Today "a robot" is most likely not walking around but has tracks or wheels, can navigate autonomously, and that is in many instances just about that.

Of course I know that this is also highly influenced by our "start here" project.

 

Many times creative souls make something different and show the rest. Usually this is just touching the group, perhaps a few inputs are added to the common pool of ideas and knowledge - but the group continues to develop it's autonomous driveing little things.

 

However, I see a trend now, and I like it.

My personal thoughts are that the science fiction of robots wandering the streets autonomously are just a silly dream. "Robots having their own life". Why would we want robots walking around minding their own business?

What we want is extensions of our selves, tools to do stuff for us.

The smarter the tools the more they can do.

A tool that can act on it's own (being autonomous, but still remote controlled) is the ultimate tool.

 

- And so I think it is interesting to see that people in here are starting to look at making combinations of remote control and autonomous. Adding cameras and smart functions.

My humblest opinion… You

My humblest opinion…

You don’t see too many of walking bipeds around just because they are more expensive and can’t do much things… yet.

Servos are expensive, and computer vision is still in diapers, and balancing humanoid robot is still expensive, and machine learning is still research topic… But in 10 years these problems might be solved, and in another 10 years humanoid robots (real ones, not just toys) might be in mass production, cheap and affordable for average consumer.

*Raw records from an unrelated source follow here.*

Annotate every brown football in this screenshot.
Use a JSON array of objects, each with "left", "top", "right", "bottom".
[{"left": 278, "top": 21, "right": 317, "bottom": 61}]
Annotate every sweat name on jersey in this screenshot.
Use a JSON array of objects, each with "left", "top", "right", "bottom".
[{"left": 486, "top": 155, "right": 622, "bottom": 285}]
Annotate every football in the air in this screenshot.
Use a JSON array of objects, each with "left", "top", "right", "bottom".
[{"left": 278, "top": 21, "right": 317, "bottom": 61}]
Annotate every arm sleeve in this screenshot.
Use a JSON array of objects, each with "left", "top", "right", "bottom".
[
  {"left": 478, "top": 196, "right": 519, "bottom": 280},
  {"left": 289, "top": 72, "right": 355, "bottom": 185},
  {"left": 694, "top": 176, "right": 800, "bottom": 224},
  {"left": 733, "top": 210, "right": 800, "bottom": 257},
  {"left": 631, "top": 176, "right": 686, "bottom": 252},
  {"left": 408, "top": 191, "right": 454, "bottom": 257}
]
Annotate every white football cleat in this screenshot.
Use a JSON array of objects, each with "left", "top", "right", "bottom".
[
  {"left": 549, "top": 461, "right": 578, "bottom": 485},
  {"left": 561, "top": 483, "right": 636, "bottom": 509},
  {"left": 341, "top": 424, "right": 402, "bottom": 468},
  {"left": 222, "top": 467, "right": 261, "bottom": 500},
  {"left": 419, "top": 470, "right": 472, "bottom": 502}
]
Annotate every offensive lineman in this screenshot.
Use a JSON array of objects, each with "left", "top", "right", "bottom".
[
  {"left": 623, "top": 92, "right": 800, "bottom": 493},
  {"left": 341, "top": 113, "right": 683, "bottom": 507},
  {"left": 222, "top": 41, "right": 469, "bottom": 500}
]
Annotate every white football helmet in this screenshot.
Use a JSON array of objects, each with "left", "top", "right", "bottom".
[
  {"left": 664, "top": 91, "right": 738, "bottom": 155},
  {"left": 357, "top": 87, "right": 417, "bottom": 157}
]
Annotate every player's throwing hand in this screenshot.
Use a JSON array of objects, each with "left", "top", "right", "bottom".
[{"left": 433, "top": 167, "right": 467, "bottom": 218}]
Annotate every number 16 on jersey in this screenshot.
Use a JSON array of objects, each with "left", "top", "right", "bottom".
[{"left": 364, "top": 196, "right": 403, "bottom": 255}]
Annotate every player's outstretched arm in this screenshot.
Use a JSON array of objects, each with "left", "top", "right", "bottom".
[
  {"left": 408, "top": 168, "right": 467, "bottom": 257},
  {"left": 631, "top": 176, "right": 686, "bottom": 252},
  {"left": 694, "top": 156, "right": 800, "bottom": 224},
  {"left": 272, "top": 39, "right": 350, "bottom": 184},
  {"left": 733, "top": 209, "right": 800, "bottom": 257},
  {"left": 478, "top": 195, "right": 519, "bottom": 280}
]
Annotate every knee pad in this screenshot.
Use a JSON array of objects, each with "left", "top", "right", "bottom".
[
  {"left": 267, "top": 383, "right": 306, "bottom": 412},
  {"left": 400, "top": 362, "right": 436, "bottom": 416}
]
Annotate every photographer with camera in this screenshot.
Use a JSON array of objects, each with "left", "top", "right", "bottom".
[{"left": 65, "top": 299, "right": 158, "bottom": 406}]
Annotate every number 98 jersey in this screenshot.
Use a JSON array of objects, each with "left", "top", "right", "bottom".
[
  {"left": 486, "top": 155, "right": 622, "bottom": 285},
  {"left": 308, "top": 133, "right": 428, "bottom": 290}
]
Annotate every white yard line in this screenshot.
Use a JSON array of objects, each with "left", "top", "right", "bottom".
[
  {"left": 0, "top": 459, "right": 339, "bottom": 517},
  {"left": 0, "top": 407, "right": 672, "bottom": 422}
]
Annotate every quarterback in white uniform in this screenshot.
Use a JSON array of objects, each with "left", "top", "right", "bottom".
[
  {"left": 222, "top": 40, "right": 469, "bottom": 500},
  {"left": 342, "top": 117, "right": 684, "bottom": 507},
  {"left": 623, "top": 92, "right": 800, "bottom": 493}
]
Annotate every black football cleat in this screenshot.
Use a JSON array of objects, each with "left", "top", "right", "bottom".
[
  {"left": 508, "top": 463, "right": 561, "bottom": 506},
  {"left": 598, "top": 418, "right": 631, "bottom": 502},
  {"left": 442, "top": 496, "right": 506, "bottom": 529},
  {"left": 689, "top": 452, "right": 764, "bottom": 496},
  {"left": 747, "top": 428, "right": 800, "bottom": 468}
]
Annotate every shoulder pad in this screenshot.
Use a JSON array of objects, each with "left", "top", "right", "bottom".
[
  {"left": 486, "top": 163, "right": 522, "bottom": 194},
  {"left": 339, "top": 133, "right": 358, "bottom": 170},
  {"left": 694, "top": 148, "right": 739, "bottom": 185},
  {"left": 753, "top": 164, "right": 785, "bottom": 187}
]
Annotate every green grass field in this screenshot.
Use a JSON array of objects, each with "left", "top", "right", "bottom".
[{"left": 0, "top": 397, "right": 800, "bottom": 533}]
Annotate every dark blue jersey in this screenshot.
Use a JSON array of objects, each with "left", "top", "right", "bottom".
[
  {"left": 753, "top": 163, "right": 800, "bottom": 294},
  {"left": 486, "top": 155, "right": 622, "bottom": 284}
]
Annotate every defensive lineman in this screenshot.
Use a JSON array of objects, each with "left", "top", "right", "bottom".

Keep in mind, we just switched to 64-bit world, and the memory of computer mass production is not limited to 4Gb anymore. Which expands the horizons for all kinds of machine learning algorithms (most of which tend to sonsume huge memory, which was a serios obstacle like 5 years ago.)

I totally agree with the other part of your post: we definitely want smarter tools. Ideally, we want an electronic brain being able to use our traditional tools, hammers, handsaws, cars, vacuum cleaners, etc.